ジンレイは自分が何を言っているのか、自分なりに理解しているつもりだ。だからグリームランドに生きる彼女達がジンレイの問題発言をどう受け取るか、覚悟は出来ている。
しかし、振り返った先には――笑顔があった。
「俺達でしょ? 一人で勝手なこと言ってんじゃないわよ」
見ればアズミも、ワモルも、キルヤも、同じく笑みを浮かべていた。
ジンレイが世界よりユリエナを選んだように、彼らもまた選んだのだ。
「だってさ、ユリエナ」
「みんな……」
戸惑い揺れるユリエナの瞳に、四人は深く頷いた。
みんな気持ちは一つだ。
あとはユリエナが決めるだけ。
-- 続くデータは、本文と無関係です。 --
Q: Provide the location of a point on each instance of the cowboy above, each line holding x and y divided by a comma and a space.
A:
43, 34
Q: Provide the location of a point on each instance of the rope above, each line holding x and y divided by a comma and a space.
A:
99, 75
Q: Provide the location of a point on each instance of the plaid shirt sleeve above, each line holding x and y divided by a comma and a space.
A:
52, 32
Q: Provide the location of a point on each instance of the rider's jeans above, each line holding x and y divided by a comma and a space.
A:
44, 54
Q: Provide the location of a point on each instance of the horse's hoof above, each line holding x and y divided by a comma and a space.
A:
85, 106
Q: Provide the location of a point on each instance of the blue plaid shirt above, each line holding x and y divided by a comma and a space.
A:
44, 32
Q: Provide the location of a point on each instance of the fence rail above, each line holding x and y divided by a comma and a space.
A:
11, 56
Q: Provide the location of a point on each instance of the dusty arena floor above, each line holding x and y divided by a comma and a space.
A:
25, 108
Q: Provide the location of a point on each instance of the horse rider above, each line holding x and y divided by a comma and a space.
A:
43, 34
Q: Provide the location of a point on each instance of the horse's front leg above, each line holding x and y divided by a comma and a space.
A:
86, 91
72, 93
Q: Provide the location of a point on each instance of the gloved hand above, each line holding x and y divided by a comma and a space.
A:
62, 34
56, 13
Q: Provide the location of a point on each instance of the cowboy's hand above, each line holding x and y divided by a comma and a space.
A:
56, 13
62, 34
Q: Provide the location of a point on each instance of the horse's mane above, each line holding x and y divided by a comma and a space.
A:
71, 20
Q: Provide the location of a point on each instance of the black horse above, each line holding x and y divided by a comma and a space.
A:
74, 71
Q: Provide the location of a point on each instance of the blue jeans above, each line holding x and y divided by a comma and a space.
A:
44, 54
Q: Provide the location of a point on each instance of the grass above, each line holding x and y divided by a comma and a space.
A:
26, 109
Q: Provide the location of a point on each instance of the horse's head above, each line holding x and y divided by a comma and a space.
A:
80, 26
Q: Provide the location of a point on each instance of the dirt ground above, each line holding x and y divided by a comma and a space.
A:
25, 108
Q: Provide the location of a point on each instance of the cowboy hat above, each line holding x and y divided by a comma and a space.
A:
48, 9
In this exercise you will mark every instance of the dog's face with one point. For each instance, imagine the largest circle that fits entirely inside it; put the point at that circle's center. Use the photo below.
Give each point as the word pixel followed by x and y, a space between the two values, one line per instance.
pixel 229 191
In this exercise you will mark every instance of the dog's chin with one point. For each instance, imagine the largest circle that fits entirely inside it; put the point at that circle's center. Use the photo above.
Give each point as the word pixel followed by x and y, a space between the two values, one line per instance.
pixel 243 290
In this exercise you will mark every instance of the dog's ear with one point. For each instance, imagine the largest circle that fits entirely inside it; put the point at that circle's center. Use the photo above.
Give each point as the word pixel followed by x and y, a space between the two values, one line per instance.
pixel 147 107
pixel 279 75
生きたいと望めば、五人が命を懸けて護ってみせる。
けれど、ユリエナはジンレイの腕をほどいて言った。
「ありがとう、みんな。……ほんとは死にたくないよ。日が昇った世界で、また昔みたいにみんなと一緒にいたい」
「じゃあ――」
「でも。この惑星の人達を見捨てて生き延びるなんて、私には耐えられないっ……!」
彼女はジンレイ達の返答を待たず、詠唱を再開した。
「ユリエナ――!?」
「本当にありがとう。最後の最後まで、こんな私のために……。みんな、大好きだよ!」
儀式を押し進めようとするユリエナ。
もう一切耳を傾けるつもりはないのだろう。胸中の想いがどうであれ、最終的に彼女は使命を全うすることを選んだ。
「ユリエナっ!」
ジンレイはとっさにユリエナの手を掴む。
彼女をここに繋ぎ止めておきたくて。
空なんて遠い場所に行ってほしくなくて。
それが叶うはずもないのに、ただそうせずにはいられなくて、彼女の手を握り締めた。